Behavior-Driven Development
===========================
Dan North began talking about Behaviour-Driven Development (BDD) in 2006 to
clear up misunderstandings about :doc:`tdd`:
*“Programmers wanted to know where to start, what to test and what not to
test, how much to test in one go, what to call their tests, and how to
understand why a test fails.”*
– `Introducing BDD `_ by Dan North
He realised that it was clearer if he told them to test behaviours rather than
functions. More specifically:
* Think of changes to the system as changes in behaviour. Deciding which test or
series of tests to write next is easier if you think in terms of behaviours.
What is the next most important behaviour? Write tests for that.
* Name your test functions after the expected behaviour, even if this makes the
test names sound almost like sentences.

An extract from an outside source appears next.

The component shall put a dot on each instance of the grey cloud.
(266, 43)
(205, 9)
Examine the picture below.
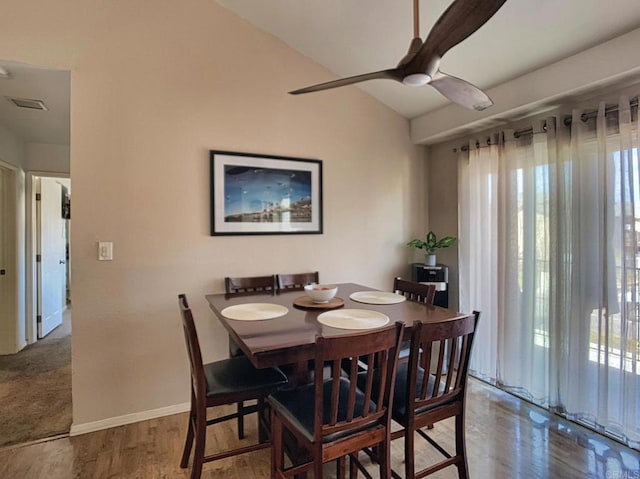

This makes it clear what is wrong if
the test fails. It also makes it clear which aspects you should be checking in
the test. If a test can fail for a reason that does not match the name of the
test, it should be a different test.
* Formulating or reformulating requirements as Given-When-Then (GWT) makes it
easier to write tests.
Given-When-Then and Arrange-Act-Assert actually mean the same thing, but GWT
fits better with the behaviour-oriented mindset. Furthermore, :term:`acceptance
tests ` can be created very easily from requirements written as
Given-When-Then.
BDD thus facilitates agile collaboration between development, quality assurance
and the product owner on a software project. In `Selling BDD to the Business
`_, Dan North
explores this process in more detail:
*“BDD is a second-generation, outside–in, pull-based, multiple-stakeholder,
multiple-scale, high-automation, agile methodology. It describes a cycle of
interactions with well-defined outputs, resulting in the delivery of
working, tested software that matters.”*
Gherkin
-------
The structured acceptance criteria, which were written in plain language rather
than code, were further formalised using the Gherkin description language so
that they could be parsed automatically.
.. code-block:: gherkin
Scenario: Add a task to the database
Given an empty database
When a task with a summary is added
Then the number of tasks should be 1
and the queried task from the db should correspond to the added object.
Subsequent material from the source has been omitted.